What Are the Differences between NLP, NLU and NLG?

Artificial Intelligence (AI), Machine Learning (ML), and Natural Language Processing (NLP) are technologies that are evolving fast. You may have heard of NLP, but what about its close relatives, NLU and NLG?

Artificial Intelligence, or AI, is one of the most talked about technologies of the modern era. The potential for artificial intelligence to create labor-saving workarounds is near-endless, and, as such, AI has become a buzzword for those looking to increase efficiency in their work and automate elements of their jobs.

Natural Language Processing (NLP) and it’s close relatives, Natural Language Understanding (NLU) and Natural Language Generation (NLG), are subsets of AI that are specifically concerned with understanding human linguistic behavior and the nuances of language that can lead machines to understand the needs of their human operators fully.

Here’s a quick overview of the differences between NLP, NLU, and NLG.

What is NLP or Natural Language Processing?

Natural Language Processing, or NLP, involves the processing of human language by a computer program to determine what its meaning is.

Natural Language Processing is at the core of all conversational AI platforms. In conversational AI interactions, a machine must deduce meaning from a line of text by converting it into a data form it can understand. This allows it to select an appropriate response based on keywords it detects within the text. Other Natural Language Processing tasks include text translation, sentiment analysis, and speech recognition.

NLP generally uses one of two approaches: a rule-based approach or an AI-based approach.

Rule-based approach

Using a set of linguistic guidelines coded into the platform that use human grammatical structures. However, this approach requires the formulation of rules by a skilled linguist and must be kept up-to-date as issues are uncovered. This can drain resources in some circumstances, and the rule book can quickly become very complex, with rules that can sometimes contradict each other.

AI-based approach

This algorithmic approach uses statistical analysis of ‘training’ documents to establish rules and build its knowledge base. However, because language and grammar rules can be complex and contradictory, this algorithmic approach can sometimes produce incorrect results without human oversight and correction.

Given that the pros and cons of rule-based and AI-based approaches are largely complementary, CM.com’s unique method combines both approaches. This allows us to find the best way to engage with users on a case-by-case basis.

What is NLU or Natural Language Understanding?

Natural Language Understanding, or NLU, is a subset of NLP. NLU is concerned with understanding the text so that it can be processed later. NLU is specifically scoped to understanding text by extracting meaning from it in a machine-readable way for future processing. NLP is about more than just understanding the text however. Because NLU encapsulates processing of the text alongside understanding it, NLU is a discipline within NLP.. NLU enables human-computer interaction in the sense that as well as being able to convert the human input into a form the computer can understand, the computer is now able to understand the intent of the query. Once the intent is understood, NLU allows the computer to formulate a coherent response to the human input.

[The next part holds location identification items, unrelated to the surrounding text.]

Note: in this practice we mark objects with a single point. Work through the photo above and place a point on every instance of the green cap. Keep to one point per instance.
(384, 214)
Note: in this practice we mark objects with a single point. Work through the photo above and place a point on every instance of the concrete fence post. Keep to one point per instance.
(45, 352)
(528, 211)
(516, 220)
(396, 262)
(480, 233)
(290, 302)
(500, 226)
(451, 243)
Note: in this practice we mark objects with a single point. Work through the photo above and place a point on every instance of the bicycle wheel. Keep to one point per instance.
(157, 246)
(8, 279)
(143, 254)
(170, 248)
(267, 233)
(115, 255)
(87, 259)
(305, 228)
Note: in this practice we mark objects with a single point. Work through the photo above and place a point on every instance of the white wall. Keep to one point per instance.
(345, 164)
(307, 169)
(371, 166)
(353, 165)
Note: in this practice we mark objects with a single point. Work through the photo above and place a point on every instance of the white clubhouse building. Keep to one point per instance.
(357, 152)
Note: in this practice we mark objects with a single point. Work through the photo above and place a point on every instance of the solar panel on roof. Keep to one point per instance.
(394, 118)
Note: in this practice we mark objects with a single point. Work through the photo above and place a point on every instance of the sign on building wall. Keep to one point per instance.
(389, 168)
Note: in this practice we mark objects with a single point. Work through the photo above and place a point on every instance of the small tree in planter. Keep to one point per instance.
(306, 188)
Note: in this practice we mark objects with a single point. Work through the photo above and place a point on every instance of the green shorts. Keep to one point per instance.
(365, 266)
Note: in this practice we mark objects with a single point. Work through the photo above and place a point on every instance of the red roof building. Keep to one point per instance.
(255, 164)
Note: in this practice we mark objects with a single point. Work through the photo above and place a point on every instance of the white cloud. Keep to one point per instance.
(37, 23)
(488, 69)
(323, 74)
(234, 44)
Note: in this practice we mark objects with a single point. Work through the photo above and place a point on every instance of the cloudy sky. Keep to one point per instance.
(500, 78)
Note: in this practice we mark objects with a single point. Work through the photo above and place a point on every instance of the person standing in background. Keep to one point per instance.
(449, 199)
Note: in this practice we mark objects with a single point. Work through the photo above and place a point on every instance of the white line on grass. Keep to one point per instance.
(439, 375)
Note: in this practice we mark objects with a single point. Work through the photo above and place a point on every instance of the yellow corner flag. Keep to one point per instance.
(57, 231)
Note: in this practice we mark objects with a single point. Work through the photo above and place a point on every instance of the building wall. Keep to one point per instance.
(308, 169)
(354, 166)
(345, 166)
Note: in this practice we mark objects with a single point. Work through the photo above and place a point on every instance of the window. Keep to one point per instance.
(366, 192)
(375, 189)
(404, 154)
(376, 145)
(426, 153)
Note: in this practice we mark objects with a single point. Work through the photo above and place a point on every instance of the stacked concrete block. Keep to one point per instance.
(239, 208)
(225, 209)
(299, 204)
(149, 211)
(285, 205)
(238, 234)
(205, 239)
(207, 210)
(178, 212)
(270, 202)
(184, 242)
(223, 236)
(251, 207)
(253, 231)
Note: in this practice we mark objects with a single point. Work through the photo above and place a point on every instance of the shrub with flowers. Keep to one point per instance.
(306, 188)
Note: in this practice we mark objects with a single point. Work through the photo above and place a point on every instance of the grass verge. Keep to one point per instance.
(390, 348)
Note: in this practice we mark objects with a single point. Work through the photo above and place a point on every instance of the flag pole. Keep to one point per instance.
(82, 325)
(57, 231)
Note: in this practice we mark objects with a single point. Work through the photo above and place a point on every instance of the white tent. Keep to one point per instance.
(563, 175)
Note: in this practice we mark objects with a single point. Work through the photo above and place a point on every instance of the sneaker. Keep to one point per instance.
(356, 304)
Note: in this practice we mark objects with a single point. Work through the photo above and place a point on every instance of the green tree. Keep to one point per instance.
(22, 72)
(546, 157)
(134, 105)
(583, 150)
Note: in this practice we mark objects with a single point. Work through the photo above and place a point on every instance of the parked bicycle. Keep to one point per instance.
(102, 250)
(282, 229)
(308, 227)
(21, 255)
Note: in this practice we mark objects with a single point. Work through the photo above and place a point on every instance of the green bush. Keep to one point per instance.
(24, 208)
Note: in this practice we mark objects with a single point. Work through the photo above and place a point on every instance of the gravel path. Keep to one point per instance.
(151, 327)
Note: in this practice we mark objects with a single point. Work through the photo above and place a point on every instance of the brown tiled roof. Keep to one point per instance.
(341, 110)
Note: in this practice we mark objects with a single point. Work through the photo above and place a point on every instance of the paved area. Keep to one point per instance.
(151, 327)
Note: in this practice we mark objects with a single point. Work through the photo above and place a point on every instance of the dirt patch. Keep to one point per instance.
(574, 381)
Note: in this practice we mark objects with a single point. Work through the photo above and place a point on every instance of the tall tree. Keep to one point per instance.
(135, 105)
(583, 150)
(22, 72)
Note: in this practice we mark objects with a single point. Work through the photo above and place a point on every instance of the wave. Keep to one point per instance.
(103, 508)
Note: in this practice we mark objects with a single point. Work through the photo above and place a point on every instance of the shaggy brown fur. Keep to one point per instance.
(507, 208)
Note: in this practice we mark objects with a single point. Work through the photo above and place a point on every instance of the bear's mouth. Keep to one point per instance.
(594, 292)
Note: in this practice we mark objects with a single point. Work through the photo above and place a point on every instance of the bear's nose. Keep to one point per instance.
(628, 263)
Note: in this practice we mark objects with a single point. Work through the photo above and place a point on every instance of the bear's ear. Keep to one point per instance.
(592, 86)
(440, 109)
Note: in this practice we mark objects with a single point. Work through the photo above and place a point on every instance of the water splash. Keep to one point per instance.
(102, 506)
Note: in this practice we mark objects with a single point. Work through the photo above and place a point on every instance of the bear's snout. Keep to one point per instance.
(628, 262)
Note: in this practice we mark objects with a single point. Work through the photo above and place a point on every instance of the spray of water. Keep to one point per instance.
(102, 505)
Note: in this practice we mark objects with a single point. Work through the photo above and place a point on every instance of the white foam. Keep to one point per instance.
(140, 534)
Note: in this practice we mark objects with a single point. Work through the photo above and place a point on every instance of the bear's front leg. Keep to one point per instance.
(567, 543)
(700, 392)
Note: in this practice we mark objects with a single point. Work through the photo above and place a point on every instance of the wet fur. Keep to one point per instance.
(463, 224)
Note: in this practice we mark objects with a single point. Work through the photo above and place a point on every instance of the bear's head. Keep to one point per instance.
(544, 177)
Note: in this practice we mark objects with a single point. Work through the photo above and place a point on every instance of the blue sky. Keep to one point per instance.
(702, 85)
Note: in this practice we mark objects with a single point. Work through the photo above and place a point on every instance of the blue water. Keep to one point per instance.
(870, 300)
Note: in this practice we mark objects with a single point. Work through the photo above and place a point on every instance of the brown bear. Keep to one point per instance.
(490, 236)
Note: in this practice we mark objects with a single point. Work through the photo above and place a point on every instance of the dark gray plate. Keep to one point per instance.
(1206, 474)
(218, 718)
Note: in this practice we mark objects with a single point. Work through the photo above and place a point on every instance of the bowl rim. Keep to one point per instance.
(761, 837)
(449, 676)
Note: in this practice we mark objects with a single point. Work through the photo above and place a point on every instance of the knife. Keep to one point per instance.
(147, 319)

In the context of a conversational AI platform, if a user were to input the phrase ‘I want to buy an iPhone,’ the system would understand that they intend to make a purchase and that the entity they wish to purchase is an iPhone. This allows the system to provide a structured, relevant response based on the intents and entities provided in the query. That might involve sending the user directly to a product page or initiating a set of production option pages before sending a direct link to purchase the item.

NLU is particularly effective with homonyms – words spelled the same but with different meanings, such as ‘bank’ – meaning a financial institution – and ‘bank’ – representing a river bank, for example. Human speech is complex, so the ability to interpret context from a string of words is hugely important.

Natural Language Understanding is a vital part of the NLP process, which allows a conversational AI platform to extract intent from human input and formulate a response, whether from a scripted range or an AI-driven process.

What is NLG or Natural Language Generation?

Natural Language Generation, or NLG, takes the data collated from human interaction and creates a response that a human can understand. Natural Language Generation is, by its nature, highly complex and requires a multi-layer approach to process data into a reply that a human will understand. Once the input has been processed, the data goes through a number of stages before the software formulates a response, including using sentence aggregation to accurately summarise the topic and grammatical structuring to ensure the response can be understood effectively and sounds like a human rather than a machine created it.

NLG is a complex subject. Getting consistently high-quality responses to user queries is a challenge. Still, NLG has vast potential to revolutionize areas such as customer service, where massive amounts of time responding and structuring data are too often repetitive queries. NLG also creates templated content for several news outlets: data-driven report writing, for example, where figures change but the structure remains relatively consistent. NLG is also a focus of much of our current research.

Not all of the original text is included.